La'an bent closer, studying the thing, watching it move and change. She reached down into the bowl of sand, running some between her fingers, watching the colours appear under her concentrated frown, and then she was stretching forward, out over the centre of the image, the swirling void Chapel hadn't been able to fill that loomed dark and depthless over the whole, and covering it in slowly twirling strands of gentle colour. Golden yellows, orange ochre, flecks of red so deep they almost glowed, a tangling gyre of startling beauty, warm and alive in a way that made Chapel's breath catch. Because that was her. Right at the centre of it, where she hadn't been able to make herself look, taking shape reflected through La'an's unwavering eyes; bright and complex and changing and whole.
For a second it made it completely impossible to breathe. Chapel pressed her palms into the cool surface of the table, trying to dull the bright, hot intensity of a feeling that would swamp her if she let it. Swamp La'an too, if she let it out. That wanted to rise up and claim her, wrap itself around her and never let go, because out of all the madness, all the chaos that was Christine Chapel, somehow, impossibly, what La'an chose to see was this beautiful, evolving work of art.
Her vision blurred, the movement and the colours swimming into a haze until La'an set the bowl down in front of her quietly. "Now it's done." She brought over the box of tissues, lifted the untouched cup back into Chapel's hands. "Drink your tea."

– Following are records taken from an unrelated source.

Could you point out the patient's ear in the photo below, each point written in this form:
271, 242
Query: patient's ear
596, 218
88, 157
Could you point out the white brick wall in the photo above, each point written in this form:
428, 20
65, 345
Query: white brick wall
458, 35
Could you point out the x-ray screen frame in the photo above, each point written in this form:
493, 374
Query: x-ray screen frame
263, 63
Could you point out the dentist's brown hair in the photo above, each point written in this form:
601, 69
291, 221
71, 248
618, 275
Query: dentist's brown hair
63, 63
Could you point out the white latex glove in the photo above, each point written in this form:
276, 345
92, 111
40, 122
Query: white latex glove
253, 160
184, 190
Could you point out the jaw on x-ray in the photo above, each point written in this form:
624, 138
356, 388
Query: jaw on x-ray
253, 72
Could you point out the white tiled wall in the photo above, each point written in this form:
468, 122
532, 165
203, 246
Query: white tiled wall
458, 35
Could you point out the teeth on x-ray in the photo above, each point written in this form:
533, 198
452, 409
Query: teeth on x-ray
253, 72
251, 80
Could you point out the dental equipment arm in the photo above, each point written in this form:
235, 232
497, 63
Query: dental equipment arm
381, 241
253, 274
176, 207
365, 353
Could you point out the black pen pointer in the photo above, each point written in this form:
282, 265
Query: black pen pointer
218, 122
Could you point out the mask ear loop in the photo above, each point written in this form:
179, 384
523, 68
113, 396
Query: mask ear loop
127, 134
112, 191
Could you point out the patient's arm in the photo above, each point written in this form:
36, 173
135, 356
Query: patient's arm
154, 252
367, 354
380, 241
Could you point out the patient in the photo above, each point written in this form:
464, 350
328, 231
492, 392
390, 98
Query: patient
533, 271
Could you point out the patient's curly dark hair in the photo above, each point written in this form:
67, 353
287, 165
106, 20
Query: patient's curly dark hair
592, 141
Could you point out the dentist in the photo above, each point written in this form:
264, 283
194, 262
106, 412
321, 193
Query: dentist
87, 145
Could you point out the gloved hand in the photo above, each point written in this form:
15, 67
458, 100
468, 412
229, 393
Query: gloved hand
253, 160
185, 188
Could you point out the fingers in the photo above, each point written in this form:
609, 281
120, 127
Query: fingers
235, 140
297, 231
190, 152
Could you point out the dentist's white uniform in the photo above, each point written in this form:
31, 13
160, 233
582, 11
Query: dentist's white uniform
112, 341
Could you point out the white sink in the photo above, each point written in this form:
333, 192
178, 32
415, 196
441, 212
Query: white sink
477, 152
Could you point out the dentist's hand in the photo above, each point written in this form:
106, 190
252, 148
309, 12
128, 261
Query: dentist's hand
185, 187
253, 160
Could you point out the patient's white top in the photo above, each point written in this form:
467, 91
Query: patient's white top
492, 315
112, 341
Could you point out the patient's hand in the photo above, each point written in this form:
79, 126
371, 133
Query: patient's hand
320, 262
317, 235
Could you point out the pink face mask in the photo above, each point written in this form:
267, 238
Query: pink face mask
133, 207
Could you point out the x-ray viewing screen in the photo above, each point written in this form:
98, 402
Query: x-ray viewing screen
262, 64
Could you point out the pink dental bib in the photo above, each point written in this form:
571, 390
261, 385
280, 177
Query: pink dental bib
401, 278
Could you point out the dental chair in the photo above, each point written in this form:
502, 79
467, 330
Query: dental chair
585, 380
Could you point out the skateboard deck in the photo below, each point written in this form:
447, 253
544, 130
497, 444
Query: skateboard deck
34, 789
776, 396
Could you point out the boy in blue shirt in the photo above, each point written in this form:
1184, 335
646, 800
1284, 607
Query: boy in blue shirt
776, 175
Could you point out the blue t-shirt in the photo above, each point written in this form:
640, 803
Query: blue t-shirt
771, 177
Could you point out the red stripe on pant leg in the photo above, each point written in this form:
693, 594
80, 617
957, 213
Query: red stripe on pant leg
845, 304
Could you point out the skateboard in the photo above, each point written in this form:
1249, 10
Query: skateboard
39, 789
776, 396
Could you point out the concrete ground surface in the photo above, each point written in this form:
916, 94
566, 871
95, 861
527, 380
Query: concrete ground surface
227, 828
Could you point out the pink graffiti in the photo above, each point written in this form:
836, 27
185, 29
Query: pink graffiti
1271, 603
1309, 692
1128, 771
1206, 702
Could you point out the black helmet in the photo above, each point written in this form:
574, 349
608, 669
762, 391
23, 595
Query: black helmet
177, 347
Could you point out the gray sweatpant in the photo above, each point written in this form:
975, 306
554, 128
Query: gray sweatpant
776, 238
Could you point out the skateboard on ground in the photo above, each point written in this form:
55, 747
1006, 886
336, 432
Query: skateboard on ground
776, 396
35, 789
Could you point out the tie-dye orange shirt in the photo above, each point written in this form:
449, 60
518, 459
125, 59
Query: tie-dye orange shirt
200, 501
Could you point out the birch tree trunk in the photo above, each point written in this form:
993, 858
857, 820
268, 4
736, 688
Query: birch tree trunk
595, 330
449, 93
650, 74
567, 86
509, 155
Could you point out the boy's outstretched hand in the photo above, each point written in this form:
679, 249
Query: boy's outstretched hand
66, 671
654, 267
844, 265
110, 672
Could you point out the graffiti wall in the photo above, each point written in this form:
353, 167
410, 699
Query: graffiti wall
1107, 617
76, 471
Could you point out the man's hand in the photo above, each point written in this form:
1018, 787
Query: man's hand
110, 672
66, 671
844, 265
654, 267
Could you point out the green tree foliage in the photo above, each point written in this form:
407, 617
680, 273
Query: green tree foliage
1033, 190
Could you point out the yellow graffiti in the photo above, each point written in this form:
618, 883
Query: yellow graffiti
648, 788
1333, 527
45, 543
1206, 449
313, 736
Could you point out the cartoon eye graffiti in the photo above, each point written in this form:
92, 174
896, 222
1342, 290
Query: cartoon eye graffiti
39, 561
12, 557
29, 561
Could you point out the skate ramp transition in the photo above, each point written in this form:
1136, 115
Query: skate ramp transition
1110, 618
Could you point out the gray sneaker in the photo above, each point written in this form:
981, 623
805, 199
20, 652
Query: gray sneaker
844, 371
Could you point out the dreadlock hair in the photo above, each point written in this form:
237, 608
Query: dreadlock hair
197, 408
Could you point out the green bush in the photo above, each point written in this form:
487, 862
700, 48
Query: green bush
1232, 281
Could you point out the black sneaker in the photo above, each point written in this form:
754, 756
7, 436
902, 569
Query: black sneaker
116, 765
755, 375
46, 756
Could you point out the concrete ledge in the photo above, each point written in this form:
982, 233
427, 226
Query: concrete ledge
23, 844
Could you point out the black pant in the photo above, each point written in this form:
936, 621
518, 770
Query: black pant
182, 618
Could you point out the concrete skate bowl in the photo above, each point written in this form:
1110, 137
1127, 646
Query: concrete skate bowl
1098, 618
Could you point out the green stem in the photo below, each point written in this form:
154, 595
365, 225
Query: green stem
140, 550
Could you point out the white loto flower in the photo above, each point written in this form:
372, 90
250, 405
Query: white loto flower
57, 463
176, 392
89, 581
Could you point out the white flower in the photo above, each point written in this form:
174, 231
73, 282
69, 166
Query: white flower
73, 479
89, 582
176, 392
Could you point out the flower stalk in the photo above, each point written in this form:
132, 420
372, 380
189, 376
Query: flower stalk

There was no medical reason it should help, but it did, because it was warm and smoky and comforting, made by someone who, somehow, loved her enough to stay and stay and stay in a way that was starting to feel like it could last. Like it really might not break under the weight of Chapel's insistence that it couldn't.
She blotted her eyes, and drank the tea, watching the mandala move until she felt like she understood it. Like she wouldn't forget. Then, finally, she swirled her hand through the colours until the image went blank, sifted the sand back into the bowl, slowly, feeling every grain, letting the thoughts and feelings they had contained dissolve in the flow.
Watching, as they tumbled, how every last one of them turned midnight blue.
Chapel dimmed the lights before she slid into bed beside La'an, but the way she tightened was unmistakeable, even in the gloom. It was that familiar blankness, that inward focus that Chapel had read as resistance for far too long. It seemed incongruous that this could be the same woman who had kissed her only yesterday, but that had been about Chapel. This was about La'an.
It shouldn't be surprising, really, that she would have trouble reaching for what she wanted. That intimacy would be a puzzle she had to work to solve. Chapel lay for a moment, just watching her, giving her time to process, to breathe, until finally her eyes refocused, working still, but clearer. "Too much?"
"No."
The way she shook her head made Chapel reach for her, fingers light over warm brushed cotton, move in closer until she relaxed, eyes falling closed with an inaudible sigh. "It was you, wasn't it? Shore leave."
La'an tilted towards her, hand finding hers under the blankets. "The domes weren't real."
"What's it like?"
"Pretty. Quiet. The ocean's cold."
Chapel let careful fingers stray into her hair, find the smooth warmth of her temple, the gentle rise along her ear, just to watch the way it made her breathe, the way it relaxed the baseline tension that kept her ready to run even in sleep. "Do you want to go to this party?"
"No." La'an pressed minutely closer, warm breath ghosting the hollow of Chapel's throat. "It's fine. Ortegas needs you to go."
"Will you let me take you out first?"
La'an smiled, grip tightening, curling inwards until her forehead met Chapel's chest. "You get to take me anywhere, Chapel."
The soft dome of La'an's head fit perfectly under her chin. Chapel combed slow fingers through her hair, down over her back, and wondered how it was that out of all the ways people had found to tell her they loved her, not one of them had been able to make her feel it quite like this.